2019 marks the 70th anniversary of the Soviet Union successfully testing its own version of an atomic bomb. It’s also the 70th anniversary of something rather less frightening, but highly disruptive in its own way, and, like nuclear weapons, one we ought still to be engaged with. The ‘300-year-old sum’, still outstanding in 1949, was the question which numbers of the form 2p – 1 were prime. This problem had first been tackled, with some inaccuracy, by the mathematician Marin Mersenne in 1644.
The 300-year-old sum itself was of no consequence – what was at stake in 1949 was who, or rather what, had been doing the thinking. Back then, the Manchester University computer team had been building a computing machine. During the summer, the world-changing implications of what they were doing broke out of the lab. Here’s an extract from The Times of 11 June 1949:
THE MECHANICAL BRAIN
ANSWER FOUND TO 300 YEAR-OLD SUM
Experiments which have been in progress in this country and the United States since the end of the war to produce an efficient mechanical “brain” have been successfully completed at Manchester University, where a workable “brain” has been evolved. …The Manchester “mechanical mind” was built by Professor F.C. Williams, of the Department of Electro-Technics, and is now in the hands of two university mathematicians, Professor M.H.A. Newman and Mr. A. [M.] Turing. It has just completed, in a matter of weeks, a problem … which was started in the seventeenth century and is only just being completed by human calculation….
So what was so alarming about this boring arithmetic? Read on…

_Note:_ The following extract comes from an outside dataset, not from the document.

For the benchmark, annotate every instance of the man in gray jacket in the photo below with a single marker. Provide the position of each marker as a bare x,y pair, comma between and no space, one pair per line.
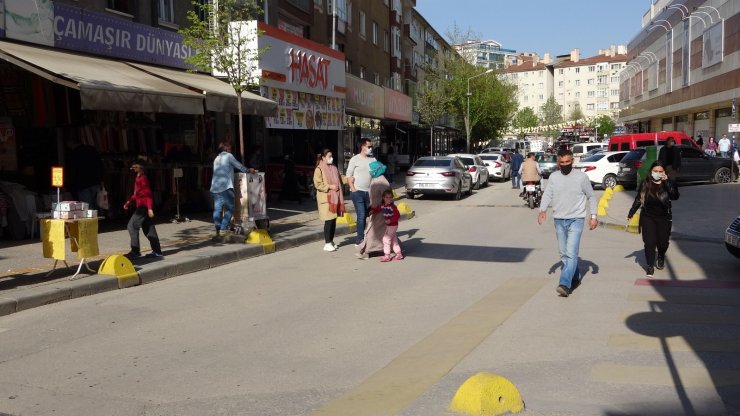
568,190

Mr. Turing said yesterday:
“This is only a foretaste of what is to come, and only the shadow of what is going to be. We have to have some experience with the machine before we really know its capabilities. It may take years before we settle down to the new possibilities, but I do not see why it should not enter any one of the fields normally covered by the human intellect, and eventually compete on equal terms.”
An artificial intelligence scare was out in the open. Over the next few weeks, the pages of The Times were graced with correspondence, on the one hand, explaining how dull the 300-year-old sum actually was, and on the other declaiming with post-Victorian outrage the sanctity of the spirit and the impossibility of inanimate objects having human characteristics. Thus, the seed for the famous Alan Turing ‘imitation game’ paper on thinking machines was sown, and a series of radio broadcasts on the same topic soon followed.
Seventy years on, the discussion has partly disappeared beneath the dust on the capacitors of the old Manchester machine. Sure, there are still contests for bots trying out the ‘Turing Test’. But more importantly, the upsurge in technologies using AI has rekindled debate on the proper boundaries for AI research. Whether machines can think or not is a stale question, and the Turing Test is for hobbyists – but in a revised form, the 1949 question is still live to engage with. Ask your bot to ponder the following:
- We have rather feeble governance rules (ethics, regulation, whatever you want to call it) about how AIs learn. In the process a judgment is being made (how to decide whether ‘that’s a cat’ or ‘that’s a terrorist’), a judgment ultimately based on flawed, selective, human ideas about how to form judgments. How do we judge good judging? Are market forces the right approach? Is that unsafe?
- We are creating new forms of trust system. In past centuries we relied on the state, or state-supervised bodies, to look after our money, our title to land, our communications infrastructure. Now we expect the same level of trust from distributed and dematerialised systems which may not be plugged into traditional accountability structures. Is that okay? What new-tech failsafe arrangements do we need?
- We delegate control of our digital lives and expose ourselves in cyberspace. To combat this addiction, we rely on complex ‘security’ structures in the form of multiple passwords, forgot-your-password options, captchas, liability rules, operating-system obsolescence and so forth, all of which puts grit into the lubrication of business. Who are we trying to protect against what? What actually works?
- Use of technology in decision-making is now routine. AIs are making choices for us. When is it right, and when is it wrong, to delegate decisions to non-humans? How do we decide?
In 2019, we can pick up work on the 70-year-old problem. It’s not about whether machines can think, but about ‘the fields normally covered by the human intellect’, and whether (and if so how) we should assert control. The Turing Test contestants should have their fun, but the rest of us should stop pretending that the debate closed in the 1950s with the knowledge that robots will not take over the planet. It’s not about robots, it’s about our lives, and how we want to be governed.